Classes to Tables

BLOG VIII.

In this post, i will talk about how to convert class designs into a database tables, we can call this process as Unified Modeling Language, as i mentioned in my last blog https://wordpress.com/read/feeds/99170391/posts/2428155733. So UML helps us to sketch up a little diagrams that describe how elements of a system are connected, and in UML, classes are tables.

The way to do this is not always simple as just naming the class or table, because name of classes has to be neither too specific nor too general, first letter should be uppercase, singular noun and if you want to use multiple words you have to start with an uppercase every time you start with another word such as EatLunch. Let’s see an example:

if you have a UML class for all things that you might eat in the morning, you could call it  Cereal .

If that is all you eat in the morning, then it could be a fine name.

But if you start having poached eggs for breakfast and put that in the  Cereal  table, it could lead to some scrambled logic about what should be put in this table. 

On the other hand, if you choose a name that is too general, like  Food , and if there is already another table named  Lunch , then your schema is confused. 

Somehow the word  Breakfast  comes to mind as the right name choice.

Now let’s talk about diagram, it is a box that features a word, at the top of the box. This is the name of the class. There is a line and below the line, there is a list of attributes. In the  Restaurant  class, the attributes are things that we want to collect about each restaurant. If we were to turn the class diagram into a table, the attributes become the column titles:

We use the tabular scheme for relational database, and for non-relational database: we do not use the tabular schema of rows and columns found in most traditional database systems. Instead, non-relational databases use a storage model that is optimized for the specific requirements of the type of data being stored. For example, data may be stored as simple key/value pairs, as JSON documents, or as a graph consisting of edges and vertices.

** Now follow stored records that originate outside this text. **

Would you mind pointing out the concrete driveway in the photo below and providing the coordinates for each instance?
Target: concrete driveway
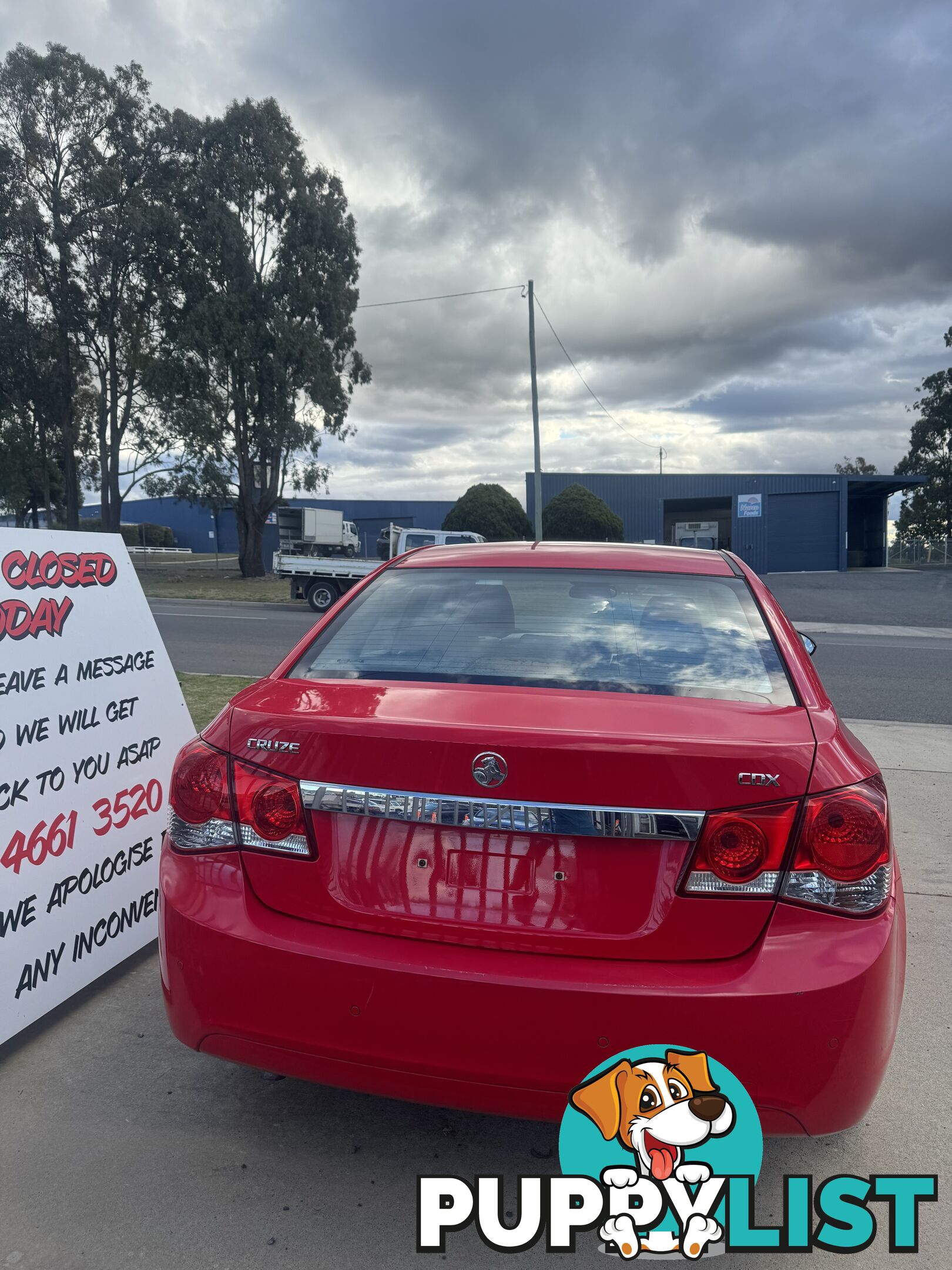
(123, 1148)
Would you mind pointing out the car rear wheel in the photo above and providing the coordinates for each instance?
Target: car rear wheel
(321, 594)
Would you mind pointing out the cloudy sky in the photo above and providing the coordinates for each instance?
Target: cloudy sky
(736, 215)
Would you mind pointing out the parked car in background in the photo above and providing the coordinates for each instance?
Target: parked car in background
(514, 807)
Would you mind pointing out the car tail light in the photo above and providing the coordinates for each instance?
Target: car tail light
(216, 803)
(740, 853)
(200, 808)
(843, 856)
(270, 811)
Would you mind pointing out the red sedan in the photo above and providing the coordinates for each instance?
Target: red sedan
(509, 810)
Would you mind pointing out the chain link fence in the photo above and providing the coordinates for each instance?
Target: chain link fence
(921, 554)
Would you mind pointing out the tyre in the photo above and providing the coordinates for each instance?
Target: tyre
(321, 594)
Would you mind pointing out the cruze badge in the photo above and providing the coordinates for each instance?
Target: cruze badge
(489, 768)
(279, 747)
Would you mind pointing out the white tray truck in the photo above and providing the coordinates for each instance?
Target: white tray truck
(316, 531)
(321, 582)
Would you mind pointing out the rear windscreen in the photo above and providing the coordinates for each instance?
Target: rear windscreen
(614, 631)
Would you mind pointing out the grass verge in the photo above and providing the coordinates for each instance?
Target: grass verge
(224, 586)
(206, 694)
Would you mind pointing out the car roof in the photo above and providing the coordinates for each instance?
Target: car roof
(636, 557)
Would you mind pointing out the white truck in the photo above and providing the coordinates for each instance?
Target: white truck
(316, 531)
(323, 582)
(696, 534)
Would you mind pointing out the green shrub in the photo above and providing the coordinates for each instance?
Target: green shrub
(490, 511)
(579, 516)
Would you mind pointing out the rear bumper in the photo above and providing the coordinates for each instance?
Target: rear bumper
(806, 1019)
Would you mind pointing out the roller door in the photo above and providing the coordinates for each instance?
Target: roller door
(803, 533)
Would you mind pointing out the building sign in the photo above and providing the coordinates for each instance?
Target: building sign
(90, 720)
(749, 504)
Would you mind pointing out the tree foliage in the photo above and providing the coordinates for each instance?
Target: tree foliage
(53, 112)
(927, 512)
(490, 511)
(857, 466)
(260, 355)
(168, 288)
(579, 516)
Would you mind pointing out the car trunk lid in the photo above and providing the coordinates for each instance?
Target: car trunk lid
(578, 851)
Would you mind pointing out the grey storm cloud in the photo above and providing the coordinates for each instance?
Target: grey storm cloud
(736, 215)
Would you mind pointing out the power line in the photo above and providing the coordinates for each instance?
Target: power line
(585, 382)
(452, 295)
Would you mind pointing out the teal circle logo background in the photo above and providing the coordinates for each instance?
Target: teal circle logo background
(583, 1149)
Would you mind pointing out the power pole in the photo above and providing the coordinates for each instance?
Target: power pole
(537, 483)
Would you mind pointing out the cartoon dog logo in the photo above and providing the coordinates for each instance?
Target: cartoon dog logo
(656, 1110)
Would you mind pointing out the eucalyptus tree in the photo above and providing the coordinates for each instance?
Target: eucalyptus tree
(53, 115)
(260, 357)
(129, 256)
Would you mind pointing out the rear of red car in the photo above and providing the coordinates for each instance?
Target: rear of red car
(511, 810)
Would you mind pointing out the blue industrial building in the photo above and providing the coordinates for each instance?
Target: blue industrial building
(202, 530)
(782, 524)
(779, 524)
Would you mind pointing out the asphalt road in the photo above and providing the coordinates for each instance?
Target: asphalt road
(123, 1148)
(867, 676)
(897, 597)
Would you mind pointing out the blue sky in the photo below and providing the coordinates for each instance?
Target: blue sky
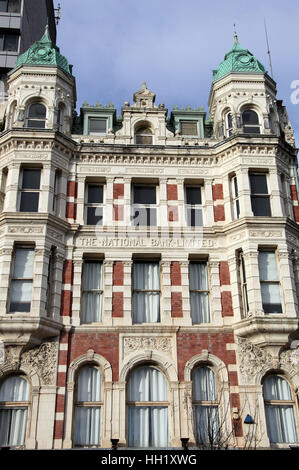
(173, 45)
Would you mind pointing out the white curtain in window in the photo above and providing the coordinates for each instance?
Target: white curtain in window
(92, 301)
(280, 418)
(199, 301)
(146, 305)
(87, 425)
(148, 425)
(12, 426)
(268, 266)
(207, 424)
(204, 384)
(13, 420)
(88, 419)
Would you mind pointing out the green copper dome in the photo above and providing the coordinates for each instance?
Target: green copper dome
(238, 60)
(44, 52)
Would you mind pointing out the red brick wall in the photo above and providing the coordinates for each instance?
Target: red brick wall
(176, 305)
(175, 274)
(117, 304)
(105, 344)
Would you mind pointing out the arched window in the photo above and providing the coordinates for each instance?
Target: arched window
(88, 407)
(36, 117)
(250, 121)
(14, 402)
(279, 409)
(147, 408)
(143, 136)
(228, 125)
(205, 404)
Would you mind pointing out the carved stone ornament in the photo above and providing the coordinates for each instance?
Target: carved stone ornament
(253, 359)
(147, 343)
(41, 360)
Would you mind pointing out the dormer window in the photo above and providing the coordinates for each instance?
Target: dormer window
(143, 136)
(189, 128)
(251, 123)
(36, 117)
(97, 126)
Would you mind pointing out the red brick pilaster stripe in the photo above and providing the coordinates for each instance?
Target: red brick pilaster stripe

  • Document data store: manages a set of named string fields and object data values in an entity referred to as a document.
  • Columnar data store: organizes data into columns and rows. In its simplest form, a column-family data store can appear very similar to a relational database, at least conceptually.
  • Key/Value data store: associates each data value with a unique key, and the key/value store uses this key to store the data by using an appropriate hashing function.
  • Graph data store: manages two types of information, nodes and edges. Nodes represent entities, and edges specify the relationships between these entities.